Inspiration and Creation of AMMOC

The mathematical heroes and scientists whose vision and views on scientific research, teaching, and life inspired the creation of this AMMOC program, by its founder Yaashaa P. Golovanov, are revered eminent mathematicians: Vladimir Igorevich Arnold and Jerrold E. Marsden. On this page you would find links to several pages wherein you would read more on lives of two geniuses, Professors Arnold and Marsden, who served all their life “to mathematics and mathematical sciences”.

Vladimir lgorevich Arnold
Jerrold Eldon Marsden

Professor Vladimir Arnold was a pre-eminent Russian mathematician of the second half of the twentieth and early twenty-first century who made revolutionary, deep and fundamental contributions in dynamical systems, singularity theory, stability theory, topology, algebraic geometry, magneto-hydrodynamics, partial differential equations, and often discovering hidden interconnections between diverse mathematical disciplines. The letter “A” in “KAM” theory stands for Arnold. Professor Arnol′d has won numerous honors and awards, including the Wolf Prize, Lenin Prize, the Crafoord Prize, and the Harvey Prize “for his deep and influential work in a multitude of areas of mathematics, including dynamical systems,differential equations and singularity theory” Symplectic Geometry, and the Geometrical Theory of Hydrodynamics.

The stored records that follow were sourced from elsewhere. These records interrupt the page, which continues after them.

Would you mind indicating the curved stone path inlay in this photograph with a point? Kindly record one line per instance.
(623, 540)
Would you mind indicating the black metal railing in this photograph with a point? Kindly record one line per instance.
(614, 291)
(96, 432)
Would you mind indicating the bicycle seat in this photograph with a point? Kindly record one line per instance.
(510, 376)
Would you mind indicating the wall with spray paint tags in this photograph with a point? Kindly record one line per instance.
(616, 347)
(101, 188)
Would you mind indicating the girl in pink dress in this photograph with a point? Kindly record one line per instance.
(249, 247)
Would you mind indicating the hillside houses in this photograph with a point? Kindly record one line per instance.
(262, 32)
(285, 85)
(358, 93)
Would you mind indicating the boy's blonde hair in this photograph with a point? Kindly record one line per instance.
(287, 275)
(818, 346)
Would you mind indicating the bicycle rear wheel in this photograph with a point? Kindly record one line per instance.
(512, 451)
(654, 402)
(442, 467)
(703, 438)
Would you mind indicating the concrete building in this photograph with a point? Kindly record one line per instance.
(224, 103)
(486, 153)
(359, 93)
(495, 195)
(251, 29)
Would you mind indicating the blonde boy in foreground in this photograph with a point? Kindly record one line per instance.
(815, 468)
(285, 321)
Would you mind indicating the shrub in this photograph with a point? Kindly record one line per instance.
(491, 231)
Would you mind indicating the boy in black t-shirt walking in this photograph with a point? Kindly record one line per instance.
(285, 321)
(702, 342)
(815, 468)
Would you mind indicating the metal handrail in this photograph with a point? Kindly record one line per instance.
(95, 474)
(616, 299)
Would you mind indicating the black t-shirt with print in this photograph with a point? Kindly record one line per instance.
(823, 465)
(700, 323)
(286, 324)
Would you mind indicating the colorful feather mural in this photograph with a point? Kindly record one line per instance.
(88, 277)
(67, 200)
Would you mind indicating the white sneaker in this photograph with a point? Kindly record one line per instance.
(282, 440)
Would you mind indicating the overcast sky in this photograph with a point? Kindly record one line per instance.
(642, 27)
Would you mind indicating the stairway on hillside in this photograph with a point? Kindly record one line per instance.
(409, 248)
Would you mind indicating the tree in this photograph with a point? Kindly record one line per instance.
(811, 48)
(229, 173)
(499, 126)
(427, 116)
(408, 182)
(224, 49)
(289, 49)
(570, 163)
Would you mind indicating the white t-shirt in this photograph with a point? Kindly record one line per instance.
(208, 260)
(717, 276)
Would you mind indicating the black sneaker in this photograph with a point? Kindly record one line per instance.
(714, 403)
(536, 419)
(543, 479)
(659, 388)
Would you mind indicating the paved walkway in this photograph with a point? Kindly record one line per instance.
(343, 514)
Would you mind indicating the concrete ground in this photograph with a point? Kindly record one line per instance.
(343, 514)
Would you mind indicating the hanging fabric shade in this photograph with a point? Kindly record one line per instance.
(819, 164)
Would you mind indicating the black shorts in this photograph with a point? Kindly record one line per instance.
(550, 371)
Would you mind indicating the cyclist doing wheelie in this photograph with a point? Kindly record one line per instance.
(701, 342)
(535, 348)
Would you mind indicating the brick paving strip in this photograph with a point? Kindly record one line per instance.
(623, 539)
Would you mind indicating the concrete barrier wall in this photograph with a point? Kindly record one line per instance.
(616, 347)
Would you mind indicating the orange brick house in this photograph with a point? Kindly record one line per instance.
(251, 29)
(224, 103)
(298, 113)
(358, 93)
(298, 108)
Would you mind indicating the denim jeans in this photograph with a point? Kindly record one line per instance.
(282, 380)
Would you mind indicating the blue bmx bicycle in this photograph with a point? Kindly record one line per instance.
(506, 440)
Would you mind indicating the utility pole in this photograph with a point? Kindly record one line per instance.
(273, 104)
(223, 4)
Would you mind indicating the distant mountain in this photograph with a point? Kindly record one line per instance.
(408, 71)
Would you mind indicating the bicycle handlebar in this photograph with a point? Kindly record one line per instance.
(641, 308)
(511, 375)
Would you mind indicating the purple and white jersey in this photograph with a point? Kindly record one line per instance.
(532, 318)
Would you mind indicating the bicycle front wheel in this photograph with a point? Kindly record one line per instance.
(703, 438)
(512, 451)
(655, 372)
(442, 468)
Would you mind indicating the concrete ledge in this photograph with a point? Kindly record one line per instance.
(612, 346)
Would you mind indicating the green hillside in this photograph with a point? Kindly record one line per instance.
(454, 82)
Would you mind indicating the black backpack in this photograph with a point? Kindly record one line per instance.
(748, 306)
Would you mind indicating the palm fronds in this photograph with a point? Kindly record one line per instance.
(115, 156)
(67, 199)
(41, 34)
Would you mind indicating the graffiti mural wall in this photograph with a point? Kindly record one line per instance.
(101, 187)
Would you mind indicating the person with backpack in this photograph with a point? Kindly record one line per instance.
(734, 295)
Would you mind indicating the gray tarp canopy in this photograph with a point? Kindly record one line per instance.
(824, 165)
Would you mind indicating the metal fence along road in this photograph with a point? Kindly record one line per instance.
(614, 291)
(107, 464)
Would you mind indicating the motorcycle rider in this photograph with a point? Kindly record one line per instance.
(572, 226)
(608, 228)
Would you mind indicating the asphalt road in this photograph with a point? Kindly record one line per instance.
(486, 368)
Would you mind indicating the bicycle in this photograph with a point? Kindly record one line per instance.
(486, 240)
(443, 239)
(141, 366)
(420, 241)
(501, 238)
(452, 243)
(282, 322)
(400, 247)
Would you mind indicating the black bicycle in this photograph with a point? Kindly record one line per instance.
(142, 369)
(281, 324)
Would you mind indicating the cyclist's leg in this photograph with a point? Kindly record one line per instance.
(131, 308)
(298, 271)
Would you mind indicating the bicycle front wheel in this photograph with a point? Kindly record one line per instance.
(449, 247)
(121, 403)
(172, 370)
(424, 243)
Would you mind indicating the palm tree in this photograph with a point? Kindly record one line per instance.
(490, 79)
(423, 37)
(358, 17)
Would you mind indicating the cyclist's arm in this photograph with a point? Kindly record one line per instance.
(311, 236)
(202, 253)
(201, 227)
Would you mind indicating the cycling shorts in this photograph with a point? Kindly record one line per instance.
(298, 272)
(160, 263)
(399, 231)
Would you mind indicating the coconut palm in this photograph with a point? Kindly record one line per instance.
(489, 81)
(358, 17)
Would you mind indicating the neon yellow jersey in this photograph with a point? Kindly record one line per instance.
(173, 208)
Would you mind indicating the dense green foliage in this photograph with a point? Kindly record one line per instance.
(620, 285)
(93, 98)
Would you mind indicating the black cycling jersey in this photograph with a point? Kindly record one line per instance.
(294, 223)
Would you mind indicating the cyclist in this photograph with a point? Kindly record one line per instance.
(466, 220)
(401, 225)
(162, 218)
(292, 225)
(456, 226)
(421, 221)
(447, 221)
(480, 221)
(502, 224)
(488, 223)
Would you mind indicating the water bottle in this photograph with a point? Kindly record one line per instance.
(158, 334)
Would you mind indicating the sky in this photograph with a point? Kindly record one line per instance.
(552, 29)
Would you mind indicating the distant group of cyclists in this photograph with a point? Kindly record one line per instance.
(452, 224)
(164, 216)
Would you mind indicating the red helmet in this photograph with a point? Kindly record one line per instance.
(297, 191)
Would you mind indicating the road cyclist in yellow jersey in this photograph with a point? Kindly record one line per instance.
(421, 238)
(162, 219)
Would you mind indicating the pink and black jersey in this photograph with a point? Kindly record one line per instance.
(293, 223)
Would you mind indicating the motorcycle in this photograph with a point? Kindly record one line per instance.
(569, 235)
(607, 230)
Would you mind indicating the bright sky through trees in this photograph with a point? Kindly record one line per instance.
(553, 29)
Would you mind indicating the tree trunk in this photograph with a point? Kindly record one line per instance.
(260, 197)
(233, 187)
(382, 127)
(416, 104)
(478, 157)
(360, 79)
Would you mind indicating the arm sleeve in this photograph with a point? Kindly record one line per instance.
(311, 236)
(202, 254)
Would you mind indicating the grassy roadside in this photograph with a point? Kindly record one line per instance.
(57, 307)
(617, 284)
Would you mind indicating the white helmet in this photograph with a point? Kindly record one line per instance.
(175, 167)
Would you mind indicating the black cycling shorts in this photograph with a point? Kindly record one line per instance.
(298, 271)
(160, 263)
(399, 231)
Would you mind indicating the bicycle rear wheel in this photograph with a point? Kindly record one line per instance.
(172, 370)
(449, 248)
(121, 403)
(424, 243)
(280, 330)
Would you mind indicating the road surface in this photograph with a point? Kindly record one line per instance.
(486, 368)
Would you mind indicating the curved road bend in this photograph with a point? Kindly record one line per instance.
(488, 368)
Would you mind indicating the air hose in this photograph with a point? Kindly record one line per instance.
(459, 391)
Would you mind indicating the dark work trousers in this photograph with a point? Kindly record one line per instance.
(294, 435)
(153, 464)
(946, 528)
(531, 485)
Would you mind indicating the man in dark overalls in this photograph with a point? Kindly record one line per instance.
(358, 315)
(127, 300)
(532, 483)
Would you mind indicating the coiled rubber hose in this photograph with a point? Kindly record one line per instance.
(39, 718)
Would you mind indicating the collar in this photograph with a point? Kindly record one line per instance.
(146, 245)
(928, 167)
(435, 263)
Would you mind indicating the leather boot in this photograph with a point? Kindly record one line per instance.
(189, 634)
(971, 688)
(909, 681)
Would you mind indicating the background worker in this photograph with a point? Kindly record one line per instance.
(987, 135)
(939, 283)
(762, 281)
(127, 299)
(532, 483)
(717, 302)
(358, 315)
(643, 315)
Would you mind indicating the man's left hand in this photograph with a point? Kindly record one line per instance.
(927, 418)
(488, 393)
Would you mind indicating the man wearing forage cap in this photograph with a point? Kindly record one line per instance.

Professor Jerrold E. Marsden obtained his PhD at Princeton, was the founding director of the premier Fields Institute, in Toronto and spent most of his academic career at Caltech, UC Berkeley as faculty of mathematics, control and dynamical systems. For his pioneering work, Professor Marsden won several major prizes, such as the Norbert Wiener Prize, the John von Neumann Prize, the Humboldt Prize, the Max Planck Research Award, and the Thomas Caughey Award. When alive, he was considered to be the greatest living authority in mathematical and theoretical mechanics, Symplectic Topology, and Symplectic Geometry. Marsden has laid much of the foundation for symplectic topology. He had the Marsden-Weinstein quotient named after him.